If I had had the energy to stop and take a picture you would have seen what I saw.
A beautiful flat bike path meandering through the surrounding hills. Yucca plants leaping joyously from the undergrowth. Birds chattering excitedly with their neighbors. Threatening clouds being threatened by blue sky. A perfect day on a perfect route.
You would have been wrong.
I was pressing the pedals with all my might. Leaning into my tri bars with my head tucked down. Watching the speedometer barely reach 10.7 mph.
I was pressing into the headwind from hell. Invisible and brutal. Pretentious and taunting. Unwilling to show herself, yet beating me down one yard at a time.
And my soul ached for a mountain. Something tangible to make this brutal pain make sense. Something everyone could see that would account for my slow and monotonous journey. Something that could explain why I was so pathetic.

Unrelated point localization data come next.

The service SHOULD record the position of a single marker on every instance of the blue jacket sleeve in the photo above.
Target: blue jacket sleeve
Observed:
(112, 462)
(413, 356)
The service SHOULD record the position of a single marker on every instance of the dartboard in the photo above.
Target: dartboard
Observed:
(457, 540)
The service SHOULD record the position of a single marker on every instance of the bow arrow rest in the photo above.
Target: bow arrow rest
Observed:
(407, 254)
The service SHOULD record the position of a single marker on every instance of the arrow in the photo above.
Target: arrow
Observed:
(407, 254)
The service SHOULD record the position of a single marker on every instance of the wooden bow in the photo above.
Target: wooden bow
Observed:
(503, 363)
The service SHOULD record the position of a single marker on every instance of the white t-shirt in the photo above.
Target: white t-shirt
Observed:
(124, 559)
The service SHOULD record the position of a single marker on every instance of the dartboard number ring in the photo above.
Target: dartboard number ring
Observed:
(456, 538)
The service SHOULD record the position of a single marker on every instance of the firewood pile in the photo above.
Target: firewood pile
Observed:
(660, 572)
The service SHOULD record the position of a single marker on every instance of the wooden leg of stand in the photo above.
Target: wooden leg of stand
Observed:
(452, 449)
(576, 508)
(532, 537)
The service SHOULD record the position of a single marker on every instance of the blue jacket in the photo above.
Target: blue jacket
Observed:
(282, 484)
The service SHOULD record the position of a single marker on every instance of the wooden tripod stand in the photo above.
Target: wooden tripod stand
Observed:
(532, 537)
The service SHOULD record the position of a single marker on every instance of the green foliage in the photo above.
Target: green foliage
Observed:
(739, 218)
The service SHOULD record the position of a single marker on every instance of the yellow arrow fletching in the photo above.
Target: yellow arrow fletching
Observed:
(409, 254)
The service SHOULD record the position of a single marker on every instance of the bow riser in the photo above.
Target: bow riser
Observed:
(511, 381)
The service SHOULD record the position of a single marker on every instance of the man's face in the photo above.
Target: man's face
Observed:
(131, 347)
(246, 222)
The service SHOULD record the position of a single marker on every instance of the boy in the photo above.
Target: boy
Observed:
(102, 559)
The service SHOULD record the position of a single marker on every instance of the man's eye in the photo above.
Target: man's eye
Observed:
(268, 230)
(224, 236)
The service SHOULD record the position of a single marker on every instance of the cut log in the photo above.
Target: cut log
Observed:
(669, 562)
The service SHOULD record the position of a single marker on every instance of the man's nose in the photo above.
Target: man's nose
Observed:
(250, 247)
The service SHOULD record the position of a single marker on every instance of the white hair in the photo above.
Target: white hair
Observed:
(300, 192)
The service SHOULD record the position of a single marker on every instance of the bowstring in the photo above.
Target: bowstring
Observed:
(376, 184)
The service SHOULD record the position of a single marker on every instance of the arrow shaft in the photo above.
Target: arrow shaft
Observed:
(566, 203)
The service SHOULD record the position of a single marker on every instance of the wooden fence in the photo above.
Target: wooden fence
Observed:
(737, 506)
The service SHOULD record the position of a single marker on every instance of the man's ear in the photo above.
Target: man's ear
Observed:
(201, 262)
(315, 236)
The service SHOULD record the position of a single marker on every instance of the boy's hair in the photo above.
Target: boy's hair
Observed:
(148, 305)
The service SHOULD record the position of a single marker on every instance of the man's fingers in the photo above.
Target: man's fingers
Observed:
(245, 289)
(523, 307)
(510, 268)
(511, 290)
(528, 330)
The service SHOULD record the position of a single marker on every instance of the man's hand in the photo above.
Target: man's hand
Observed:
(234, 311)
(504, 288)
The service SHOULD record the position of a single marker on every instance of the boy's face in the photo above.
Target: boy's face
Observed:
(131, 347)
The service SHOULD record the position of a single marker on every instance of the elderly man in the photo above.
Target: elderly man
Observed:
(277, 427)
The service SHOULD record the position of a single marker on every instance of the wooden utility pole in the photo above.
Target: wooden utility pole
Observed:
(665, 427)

A couple of summers ago, my husband and I biked about 300 miles of the California coast line. One of our toughest days was through Big Sur where there are back to back peaks to climb. Well, on paper that was one of our toughest days. But in reality, the toughest day was back in Marina where we encountered a head wind that impeded our progress and severely tested my mental toughness more than any climb. I found myself on the verge of tears, wanting to quit the whole adventure, ugly words coming out of my mouth. And I thought, “Give me a mountain! Please, give me a hill to climb.”

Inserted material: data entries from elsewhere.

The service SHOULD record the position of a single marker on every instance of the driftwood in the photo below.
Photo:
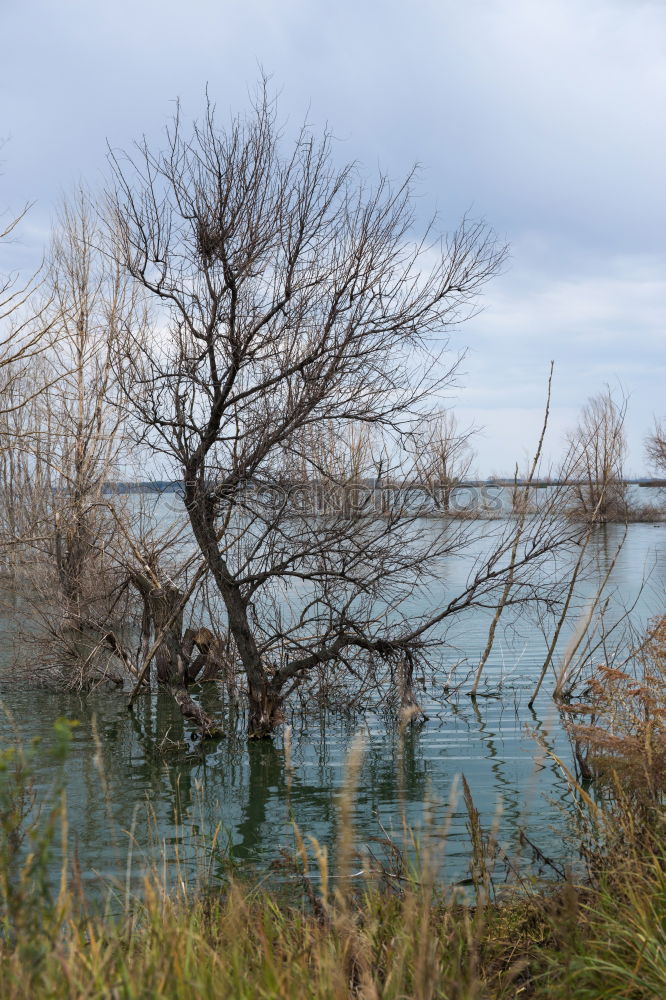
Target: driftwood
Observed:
(176, 665)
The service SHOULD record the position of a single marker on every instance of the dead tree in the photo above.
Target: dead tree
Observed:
(443, 455)
(655, 447)
(294, 296)
(598, 448)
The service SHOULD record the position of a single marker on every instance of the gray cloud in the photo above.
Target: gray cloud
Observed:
(544, 116)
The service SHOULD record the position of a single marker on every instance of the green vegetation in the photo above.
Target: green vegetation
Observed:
(397, 934)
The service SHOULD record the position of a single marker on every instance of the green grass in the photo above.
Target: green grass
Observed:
(329, 938)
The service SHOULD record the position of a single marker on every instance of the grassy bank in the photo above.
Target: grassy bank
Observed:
(394, 932)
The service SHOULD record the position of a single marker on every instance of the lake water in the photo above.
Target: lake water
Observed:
(118, 781)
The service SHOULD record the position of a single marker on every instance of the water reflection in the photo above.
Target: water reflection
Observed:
(144, 772)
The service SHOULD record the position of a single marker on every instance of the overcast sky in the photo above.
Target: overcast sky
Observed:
(546, 117)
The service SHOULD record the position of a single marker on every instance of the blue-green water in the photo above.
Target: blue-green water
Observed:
(118, 781)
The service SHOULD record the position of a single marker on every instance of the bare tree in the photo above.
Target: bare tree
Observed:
(443, 455)
(66, 441)
(292, 297)
(655, 447)
(596, 460)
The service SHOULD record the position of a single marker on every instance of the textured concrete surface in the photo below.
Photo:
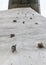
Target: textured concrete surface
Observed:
(29, 29)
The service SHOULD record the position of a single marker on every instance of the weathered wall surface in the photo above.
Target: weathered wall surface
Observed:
(24, 3)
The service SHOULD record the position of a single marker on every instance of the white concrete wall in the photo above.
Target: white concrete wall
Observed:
(43, 7)
(4, 4)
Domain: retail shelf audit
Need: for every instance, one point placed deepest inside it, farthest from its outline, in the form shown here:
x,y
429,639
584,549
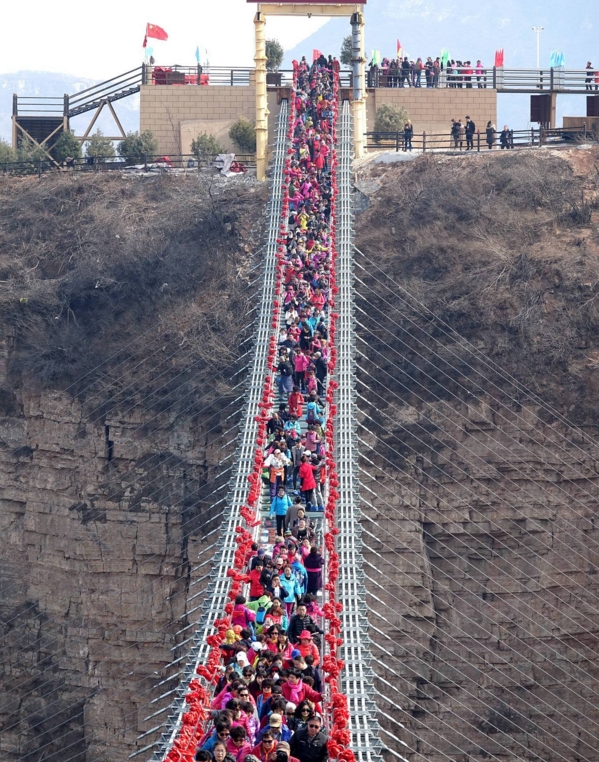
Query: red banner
x,y
310,2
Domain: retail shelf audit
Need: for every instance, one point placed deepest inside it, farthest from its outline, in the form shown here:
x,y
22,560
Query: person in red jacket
x,y
296,691
307,647
307,482
256,588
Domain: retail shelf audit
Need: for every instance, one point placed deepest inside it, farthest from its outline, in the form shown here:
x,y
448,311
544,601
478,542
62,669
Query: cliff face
x,y
479,496
111,485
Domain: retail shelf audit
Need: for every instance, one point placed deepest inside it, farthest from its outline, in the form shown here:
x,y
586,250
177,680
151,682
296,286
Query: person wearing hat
x,y
237,744
259,557
284,750
280,732
301,622
265,749
291,590
295,690
279,506
310,743
276,463
307,647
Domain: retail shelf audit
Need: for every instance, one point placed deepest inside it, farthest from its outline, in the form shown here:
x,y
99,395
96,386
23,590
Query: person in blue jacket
x,y
301,575
279,507
292,590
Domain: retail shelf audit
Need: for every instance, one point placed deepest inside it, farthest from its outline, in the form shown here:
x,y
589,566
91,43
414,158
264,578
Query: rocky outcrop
x,y
479,498
122,350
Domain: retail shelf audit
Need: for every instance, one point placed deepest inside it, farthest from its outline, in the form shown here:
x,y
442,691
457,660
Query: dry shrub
x,y
136,286
500,248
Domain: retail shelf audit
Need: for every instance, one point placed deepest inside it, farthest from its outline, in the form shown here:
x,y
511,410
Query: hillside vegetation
x,y
505,250
106,271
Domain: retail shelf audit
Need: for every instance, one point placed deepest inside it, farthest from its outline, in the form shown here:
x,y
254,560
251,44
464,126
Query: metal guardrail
x,y
131,81
188,162
585,81
222,76
423,141
217,592
357,677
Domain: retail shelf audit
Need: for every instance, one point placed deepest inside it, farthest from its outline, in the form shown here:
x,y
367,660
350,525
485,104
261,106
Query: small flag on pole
x,y
156,32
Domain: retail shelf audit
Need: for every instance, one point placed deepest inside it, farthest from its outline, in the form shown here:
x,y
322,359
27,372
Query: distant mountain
x,y
472,31
49,84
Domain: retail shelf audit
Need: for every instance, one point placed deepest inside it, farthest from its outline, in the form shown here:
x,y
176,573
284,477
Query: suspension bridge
x,y
405,617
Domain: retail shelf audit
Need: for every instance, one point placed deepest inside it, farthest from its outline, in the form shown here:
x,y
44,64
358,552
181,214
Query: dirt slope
x,y
481,535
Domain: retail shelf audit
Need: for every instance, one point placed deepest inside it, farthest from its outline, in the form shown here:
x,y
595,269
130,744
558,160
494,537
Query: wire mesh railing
x,y
156,163
218,588
551,79
357,677
478,141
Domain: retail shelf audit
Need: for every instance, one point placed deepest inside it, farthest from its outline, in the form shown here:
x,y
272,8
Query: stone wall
x,y
432,109
178,114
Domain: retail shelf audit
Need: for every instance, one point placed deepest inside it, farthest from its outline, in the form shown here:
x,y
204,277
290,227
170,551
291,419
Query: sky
x,y
101,40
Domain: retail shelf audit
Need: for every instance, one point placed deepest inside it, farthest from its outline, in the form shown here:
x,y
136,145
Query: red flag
x,y
156,32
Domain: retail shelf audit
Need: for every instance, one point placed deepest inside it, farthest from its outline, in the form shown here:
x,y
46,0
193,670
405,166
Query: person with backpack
x,y
505,138
242,616
301,362
408,134
285,371
470,130
291,590
276,463
300,622
313,412
307,483
320,371
256,587
279,507
405,73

I wanted something that made sense. I always prefer something that makes sense. Mountains make sense. They may be painful to climb, they may cause you to hurt all over, but at least everyone can see it coming. At least you have support, empathy, understanding. At least you aren’t playing head games with yourself. Headwinds are those invisible trials that strike on even the most pleasant of journeys. The things you can’t explain, that are invisible to the naked eye. The merciless forces that exist even when photographic evidence is in denial.
That neighbor you hate who has the perfect husband and perfect house and perfect car. Who was physically and sexually abused as a child and who lives in silent fear.
Headwind.
That friend who moved across the country on a grand adventure and wondrous journey who bought a beautiful new home with beautiful views. Who misses home every single day in the deepest part of their soul.
Headwind.
That single person who has the coolest job and rocks the night life who watches yet another baby be put into the arms of her married friend.
Headwind.
That pastor who has a heart so right with God, whose sermons everyone loves, who prays with such passionate conviction. Who opens emails daily from discontented parishioners, who holds the hurt of dozens of shattered marriages and wounded children, who receives many phone calls from the weary, but few calls to check in on their own weariness.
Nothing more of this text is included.